A cautious Fed tone emphasizing data dependence could stabilize or slightly strengthen the dollar. Conversely, hints of further cuts would boost risk appetite, weakening the dollar versus EUR, AUD, and NZD. Better-than-expected US data could push the dollar up, while weaker data would reinforce the downtrend.
🇪🇺 Euro (EUR)
The euro benefits from ECB policy stability and the gradual US rate cuts, narrowing rate differentials. Last week, EUR/USD performed well as markets recognized ECB’s measured approach. Strong German industrial data would further support euro strength. A dovish Fed could attract more capital into the euro, while a more hawkish tone or slower 2026 cuts might trigger a correction.
🇯🇵 Japanese Yen (JPY)
The yen faces a tug-of-war between potential BoJ rate hikes and its role as a funding currency in risk-on periods. Recent reports indicate Japan is seriously considering rate increases, which partly strengthened the yen last week. However, slow hike pace and yield differentials with the US remain limiting factors. Risk-on scenarios post-FOMC may pressure the yen, while aggressive Fed signals could lead to rapid yen gains. It remains attractive for hedging this week.
🇬🇧 British Pound (GBP)
Structurally weaker, the pound faces underwhelming economic data in services and housing. Markets are pricing in a BoE rate cut, keeping GBP behind EUR and antipodeans. Strong UK GDP could ease pressure slightly, but weak data would likely see GBP fall most against EUR and AUD.
🇨🇦 Canadian Dollar (CAD)
Following strong employment data, CAD recorded its best six-month performance. However, BoC is expected to hold rates, leaning slightly cautious due to domestic economic conditions and trade uncertainties. A dovish Fed could lift CAD slightly, but it remains weaker than AUD and NZD. Weak Canadian data or risk-off sentiment may trigger corrections.
🇨🇭 Swiss Franc (CHF)
CHF remains under pressure in a risk-on environment. SNB faces very low inflation and is unlikely to cut rates, maintaining a stable policy. CHF could strengthen only if a hawkish Fed triggers negative market reactions; otherwise, the downward trend continues.

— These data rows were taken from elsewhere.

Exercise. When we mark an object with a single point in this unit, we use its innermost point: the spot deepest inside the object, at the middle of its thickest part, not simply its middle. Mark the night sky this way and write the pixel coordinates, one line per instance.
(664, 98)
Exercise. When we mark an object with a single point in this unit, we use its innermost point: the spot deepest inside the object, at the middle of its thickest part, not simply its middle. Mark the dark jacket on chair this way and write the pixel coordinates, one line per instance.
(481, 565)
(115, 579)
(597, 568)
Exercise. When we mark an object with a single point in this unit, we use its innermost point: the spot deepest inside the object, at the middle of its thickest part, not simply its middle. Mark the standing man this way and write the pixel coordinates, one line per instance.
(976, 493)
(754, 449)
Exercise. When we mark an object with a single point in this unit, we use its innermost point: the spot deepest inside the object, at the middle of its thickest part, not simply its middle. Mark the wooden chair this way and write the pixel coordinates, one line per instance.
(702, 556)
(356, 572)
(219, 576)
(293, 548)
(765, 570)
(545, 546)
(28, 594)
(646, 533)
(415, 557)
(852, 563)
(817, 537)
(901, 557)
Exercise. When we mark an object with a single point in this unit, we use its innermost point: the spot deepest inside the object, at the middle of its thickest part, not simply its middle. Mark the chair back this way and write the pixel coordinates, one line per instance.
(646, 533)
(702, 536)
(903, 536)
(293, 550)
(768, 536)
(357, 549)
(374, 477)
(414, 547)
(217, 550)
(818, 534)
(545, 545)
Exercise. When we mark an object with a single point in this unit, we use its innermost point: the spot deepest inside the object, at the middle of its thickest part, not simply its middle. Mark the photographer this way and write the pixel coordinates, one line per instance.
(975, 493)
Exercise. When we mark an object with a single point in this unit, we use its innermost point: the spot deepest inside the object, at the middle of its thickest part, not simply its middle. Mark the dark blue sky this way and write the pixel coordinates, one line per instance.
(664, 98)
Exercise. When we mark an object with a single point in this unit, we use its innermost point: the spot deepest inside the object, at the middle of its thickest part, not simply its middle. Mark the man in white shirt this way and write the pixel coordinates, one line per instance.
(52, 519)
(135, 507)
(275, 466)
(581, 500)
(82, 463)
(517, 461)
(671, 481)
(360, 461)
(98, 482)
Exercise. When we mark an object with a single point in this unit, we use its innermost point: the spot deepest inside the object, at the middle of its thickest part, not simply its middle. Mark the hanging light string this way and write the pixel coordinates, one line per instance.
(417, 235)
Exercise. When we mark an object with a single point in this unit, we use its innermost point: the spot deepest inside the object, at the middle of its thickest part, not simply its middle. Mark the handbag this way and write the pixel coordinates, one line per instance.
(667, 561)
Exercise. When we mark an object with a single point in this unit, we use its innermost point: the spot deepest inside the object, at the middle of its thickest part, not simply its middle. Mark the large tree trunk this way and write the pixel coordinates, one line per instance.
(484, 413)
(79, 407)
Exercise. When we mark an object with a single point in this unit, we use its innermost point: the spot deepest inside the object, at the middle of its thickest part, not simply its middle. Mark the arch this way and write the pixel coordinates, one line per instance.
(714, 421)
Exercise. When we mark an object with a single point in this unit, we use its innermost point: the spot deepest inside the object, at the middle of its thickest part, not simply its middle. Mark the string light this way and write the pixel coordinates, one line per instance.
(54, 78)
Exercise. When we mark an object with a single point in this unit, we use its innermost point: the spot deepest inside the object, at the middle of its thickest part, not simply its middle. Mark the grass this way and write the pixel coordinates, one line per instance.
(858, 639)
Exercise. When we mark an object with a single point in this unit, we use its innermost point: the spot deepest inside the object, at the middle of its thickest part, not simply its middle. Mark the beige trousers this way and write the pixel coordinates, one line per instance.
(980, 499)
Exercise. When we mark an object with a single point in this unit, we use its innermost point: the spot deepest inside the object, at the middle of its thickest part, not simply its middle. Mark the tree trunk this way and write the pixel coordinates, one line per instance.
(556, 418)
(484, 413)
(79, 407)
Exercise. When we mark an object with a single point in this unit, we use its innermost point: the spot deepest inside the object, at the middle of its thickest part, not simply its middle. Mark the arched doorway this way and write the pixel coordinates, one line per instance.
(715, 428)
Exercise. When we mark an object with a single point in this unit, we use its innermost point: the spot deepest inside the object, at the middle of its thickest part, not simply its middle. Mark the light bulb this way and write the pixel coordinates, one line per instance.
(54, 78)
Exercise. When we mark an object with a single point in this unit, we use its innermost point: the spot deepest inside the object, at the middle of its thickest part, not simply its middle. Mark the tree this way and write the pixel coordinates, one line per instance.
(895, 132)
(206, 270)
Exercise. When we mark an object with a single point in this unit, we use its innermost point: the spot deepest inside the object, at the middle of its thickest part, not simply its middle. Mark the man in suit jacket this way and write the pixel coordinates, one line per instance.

🇦🇺 Australian Dollar (AUD)
AUD is one of this week’s most attractive currencies. RBA has paused after three cuts, with inflation pressures stabilizing. A dovish Fed could make AUD a top performer. Strong Chinese data would further amplify gains. Only aggressive Fed messaging or weak Chinese figures could weaken AUD.
🇳🇿 New Zealand Dollar (NZD)
NZD similarly benefits from stable RBNZ policy and global risk appetite. A dovish Fed could lift NZD further, while risk-off conditions or hawkish FOMC messaging could trigger a short-term correction.
Economic Calendar
Tuesday, December 9, 2025
- USD – Fed rate decision
- AUD – RBA rate announcement
- CAD – BoC rate decision
Wednesday, December 10, 2025
- CHF – SNB policy decision
- JPY – BoJ monetary policy decision
Thursday, December 11, 2025
- USD – Core PCE
- USD – Jobless claims
Friday, December 12, 2025
- GBP – Monthly GDP
- GBP – Services PMI
Final Notes
The coming week is among the most pivotal for currency trends in the months ahead. The Fed’s decision and its presentation will influence not only the dollar but global capital flows. Currencies like AUD, NZD, and EUR are positioned to attract investment, while GBP and CHF remain under pressure. The Japanese yen sits at a critical juncture between new policy directions and market risk sentiment.
Professional traders should closely monitor key data and initial market reactions. Scenarios can shift rapidly, making flexibility and robust risk management essential.
⚠️ Risk Disclosure Forex trading carries a high risk of capital loss. Sudden changes in central bank policies, economic data, or geopolitical events may lead to extreme volatility. Risk management and setting stop-loss levels are strongly recommended.